In short, no, there is not.

Of course, since these numbers are infinitely long, every number you start with must loop back at some point. What I’m after is how common these loops are. So let’s start with a million digits of \pi, and try to find loops that contain any of the numbers 1 to 100000 (rather arbitrary, but my PC can handle this in under an hour so it seems appropriate). The results are as follows:

For \pi, I found the following loops:

\mathcal{L}_1(\pi)=\{1\} (this is self-referencing)

\mathcal{L}_2(\pi)=\{40,70,96,180,3664,24717,15492,84198,65489,3725,16974,41702,3788,5757,1958,14609,62892,44745,9385,169\} (this might be called “the Sikorski loop”. And thanks to Jesse Chamberlain for pointing out a typographical error in an old version of this loop!)

\mathcal{L}_3(\pi)=\{19,37,46\} (this is a new loop, but who knows if I’m the first to notice it!)

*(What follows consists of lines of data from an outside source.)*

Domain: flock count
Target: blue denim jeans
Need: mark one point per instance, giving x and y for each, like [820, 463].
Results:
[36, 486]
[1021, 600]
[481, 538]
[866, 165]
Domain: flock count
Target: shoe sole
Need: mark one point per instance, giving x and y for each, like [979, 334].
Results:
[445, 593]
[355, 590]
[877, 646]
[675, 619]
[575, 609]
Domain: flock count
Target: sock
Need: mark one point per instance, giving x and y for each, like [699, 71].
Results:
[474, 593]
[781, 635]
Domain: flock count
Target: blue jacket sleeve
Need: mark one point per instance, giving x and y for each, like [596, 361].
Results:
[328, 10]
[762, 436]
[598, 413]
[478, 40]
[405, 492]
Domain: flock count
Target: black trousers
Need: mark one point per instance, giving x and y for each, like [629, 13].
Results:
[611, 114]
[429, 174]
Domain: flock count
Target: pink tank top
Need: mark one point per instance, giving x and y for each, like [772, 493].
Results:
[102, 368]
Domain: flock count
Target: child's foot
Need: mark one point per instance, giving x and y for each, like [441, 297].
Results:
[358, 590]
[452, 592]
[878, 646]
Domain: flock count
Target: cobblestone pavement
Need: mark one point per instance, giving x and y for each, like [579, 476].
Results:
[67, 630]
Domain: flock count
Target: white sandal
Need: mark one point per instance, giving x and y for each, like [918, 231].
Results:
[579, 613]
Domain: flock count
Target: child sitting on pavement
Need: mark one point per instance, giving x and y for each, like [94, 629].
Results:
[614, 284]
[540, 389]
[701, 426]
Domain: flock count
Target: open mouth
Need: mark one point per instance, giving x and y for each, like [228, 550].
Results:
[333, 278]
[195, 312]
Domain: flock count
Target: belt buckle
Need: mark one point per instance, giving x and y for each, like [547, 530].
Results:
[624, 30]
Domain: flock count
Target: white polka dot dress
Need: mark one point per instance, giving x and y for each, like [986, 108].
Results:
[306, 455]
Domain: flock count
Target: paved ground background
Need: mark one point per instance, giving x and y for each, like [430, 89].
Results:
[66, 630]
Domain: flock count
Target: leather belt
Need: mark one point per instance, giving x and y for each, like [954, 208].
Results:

For e, I found the following loops:

\mathcal{L}_1(e)=\{3624, 810\}

\mathcal{L}_2(e)=\{586, 1439, 4227, 19689, 76567, 4846, 16317, 32036\}

\mathcal{L}_3(e)=\{2543\} (self-referencing)

\mathcal{L}_4(e)=\{170596\} (another self-referencing)

(the original version of this post had an error in the digits of e, which was found by some students who are working on this project with me, D Vadala and J Gormley.)

To see if this distribution is at all unusual, I generated 100 random strings of a million integers and did the same kind of search. The distribution for the random numbers, plotted with the strings I found in \pi and e is:

The random distribution probably looks exactly how one would expect it – smaller loops are far more common, and larger loops (>5 or so) are part of the statistical variation. Due to small number statistics, its very hard to convince yourself that \pi and e are particularly special in terms of the distribution of their loops. It might be tempting to say that the length 20 loop in \pi lies outside the statistical variation, but you can see that I found loops of lengths 17, 18 and 31 in the random sample. For this reason, I would say this study does not suggest anything about the special character of the digits of \pi and e.

I suppose one should go further to try and deal with the statistics, and perhaps I’ll just run my laptop for a week and do the 10 million digit version of this, but it’s a little hard to imagine that I will find any evidence to suggest that there are any cyclic patterns in the digits of \pi or e.